By 1949 Lowenstam (p. 12) elevated the rank and assigned two formations to the Bainbridge Group, the St. Clair Limestone below and the Moccasin Springs Shale above, and also defined the relations of this group in the Illinois Basin. This arrangement was continued in 1974 (Becker, p. 14) for the Indiana part of the basin. By 1978 (Becker and Droste, fig. 2 and p. 4) and 1980 (Droste and Shaver, fig. 4), however, full realization of a Silurian age for all but a small upper part of the Bailey Limestone brought about further redefinition of the Bainbridge Group to include the Bailey as its uppermost formation of three. In Indiana the uppermost part of what had been called the Bailey was reassigned to the New Harmony Group (Lower Devonian), although in Illinois the Bailey is still considered to include some Devonian rocks. (See this relationship in Shaver and others, 1985.)
In this understanding the Bainbridge Group has a rather vaguely defined vertical cutoff boundary in southwestern Indiana (as shown by maps in sources cited above) against rocks ranging upward from the Salamonie Dolomite through the Wabash Formation. This boundary is in the area of extensive deposits of reef and reef like rocks included in the feature called the Terre Haute Bank.
Description: Three rather distinctive lithologies of regional scope characterize the Bainbridge from the bottom part upward: (1) relatively pure white to pink, red, gray, and brown granular echinoderm-rich limestone (St. Clair Limestone); (2) multihued dense argillaceous to shaly, silty limestone and some shale (Moccasin Springs Formations); and (3) white, gray, and brown, very fine grained, cherry, and partly argillaceous limestone and some dolomitic limestone (Bailey Limestone).
A fourth distinctive lithology of the Bailey consists of rather pure light colored granular carbonate rocks in reefs and banklike deports that may extend vertically (for example, in pinnacle reefs as thick as 800 or 900 feet [244 or 274 m]) from within the St. Clair through the Bailey. (Besides the Indiana sources cited above, see Becker and Keller, 1976, and Droste and Shaver, in preparation.)
The Bainbridge rests unconformably on the Sexton Creek Limestone and underlies the New Harmony Group (Lower Devonian) probably unconformably and conformably.
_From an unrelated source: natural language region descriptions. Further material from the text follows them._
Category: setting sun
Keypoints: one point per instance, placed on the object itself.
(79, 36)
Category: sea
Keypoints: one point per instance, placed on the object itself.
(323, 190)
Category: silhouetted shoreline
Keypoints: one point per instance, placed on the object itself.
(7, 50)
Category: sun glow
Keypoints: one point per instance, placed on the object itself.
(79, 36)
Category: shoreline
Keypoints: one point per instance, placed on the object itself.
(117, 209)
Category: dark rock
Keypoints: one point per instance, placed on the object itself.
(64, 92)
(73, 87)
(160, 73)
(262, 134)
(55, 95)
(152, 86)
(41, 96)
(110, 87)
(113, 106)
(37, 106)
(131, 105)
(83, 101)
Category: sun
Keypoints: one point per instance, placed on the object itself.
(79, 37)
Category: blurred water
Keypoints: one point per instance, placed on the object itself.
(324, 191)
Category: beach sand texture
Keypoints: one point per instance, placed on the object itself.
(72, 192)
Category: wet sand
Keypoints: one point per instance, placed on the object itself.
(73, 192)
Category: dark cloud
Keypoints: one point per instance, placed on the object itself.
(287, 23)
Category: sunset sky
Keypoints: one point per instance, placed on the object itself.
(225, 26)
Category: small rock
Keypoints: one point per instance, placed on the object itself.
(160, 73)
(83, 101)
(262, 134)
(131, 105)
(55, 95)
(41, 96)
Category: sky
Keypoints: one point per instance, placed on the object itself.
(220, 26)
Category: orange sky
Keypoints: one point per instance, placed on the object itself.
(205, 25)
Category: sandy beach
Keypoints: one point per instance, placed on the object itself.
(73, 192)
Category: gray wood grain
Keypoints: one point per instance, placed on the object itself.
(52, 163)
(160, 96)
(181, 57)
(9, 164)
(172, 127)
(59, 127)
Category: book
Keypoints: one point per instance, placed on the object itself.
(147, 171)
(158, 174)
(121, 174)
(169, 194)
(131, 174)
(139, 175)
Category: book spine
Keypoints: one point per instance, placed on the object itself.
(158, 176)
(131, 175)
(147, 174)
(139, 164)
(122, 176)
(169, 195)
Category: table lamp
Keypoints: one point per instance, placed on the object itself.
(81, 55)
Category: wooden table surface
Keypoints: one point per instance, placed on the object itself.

In its nonreef facies the Bainbridge thickens southwestward from about 200 feet (61 m) to about 400 feet (122 m) in the area of its southwestern Indiana distribution in the parts or whole of 10 counties.
Correlation: As noted above, the Bailey part of the Bainbridge Group was long correlated with Lower Devonian rocks, and as late as 1974 and 1975 (Becker, p. 14; Willman and others, fig. S-16 and p. 107-108) common practice in Indiana and Illinois was still to assign all or nearly an the Bailey to the Devonian. Nevertheless, Collinson and others (1967) and Schwalb (1975, as reported by Becker and Droste, 1978, p. 4) by that time had discovered Silurian conodonts and ostracods within the Bailey of Illinois and Kentucky further, the geophysical correlations at the base of Becker and Droste's (1978) and Droste and Shaver's (1980) Indiana work pointed to a Silurian assignment for nearly all the Bailey as it was previously understood
In these considerations, then, the Bainbridge Group ranges from early Niagaran (late Llandoverian) in age through latest Silurian and can be correlated approximately with a great many midwestern and midcontinent Silurian formations as shown in part by Shaver and others (1985). Direct-age data remain very sparse, however, and much of the suggested correlation is based on direct tracing and geophysical logging.